Sometimes people who hear her story ask if she was scared to leave behind the money and start a life where finances might be more precarious.

She and Samuels owned two car dealerships in Pensacola, Florida, and they enjoyed an affluent lifestyle.

"I had a beautiful house on the water. My husband bought me diamonds, rubies, beautiful purses, beautiful clothes," she said. "None of it is worth (being in an abusive relationship). You're miserable and terrified every day you wake up."

She said some of the warning signs of an abusive partner are "trying to control where you go, trying to control who's calling you."

Grossman advises people struggling with an abusive relationship to document incidents by contacting police, saving money and asking friends and family for help.

If friends and family can't help, she said, "domestic violence organizations are all over the state and they will advise you what to do. Nobody deserves to be abused."

A National Domestic Abuse Hotline has been established at 1-800-799-7233.

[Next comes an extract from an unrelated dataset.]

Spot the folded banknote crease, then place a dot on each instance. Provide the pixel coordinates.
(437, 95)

Grossman has led a fulfilling life as a quadriplegic, seeing her kids graduate college and start good lives. She met George W. Bush in 2007 to receive an award and discuss domestic violence. She won Miss Wheelchair Arizona that year.

But the road has been difficult at times, and as she ages, she's facing additional challenges.

"I never get a minute to myself because I need 24/7 nursing. I could get a plug in my trach or lung and my nurse has to suction me immediately," she said.

She says there are "bad days," when her blood pressure drops extremely low or mucus builds up in her lungs. She must be vigilant about getting sores or infections on her body.

For years, she and her family could pay the extra costs to have day and night in-home nursing so she could raise her kids and do public speaking.

But after spending $2 million out of pocket over the years, she's run out of money for nurses and insurance premiums and is now battling with Medicare to cover more hours than they are currently offering.

If she doesn't prevail, "my life will drastically change and I'm gonna go into a facility or a nursing home."

Grossman moved to north Mesa five years ago with her mother Florence Stephens, 81, to downsize from the Paradise Valley home. Stephens fills in when a professional nurse or nursing assistant is not available.

Though she is fighting to stay in her home, Grossman is grateful for every day. The 1997 shooting occurred in October, and it became a family tradition to celebrate her survival as a "second birthday" with cards and a special dinner.

"I did die that day, and I'm so happy that I've been able to raise my kids and they've grown into wonderful adults. That would have been finished 26 years ago."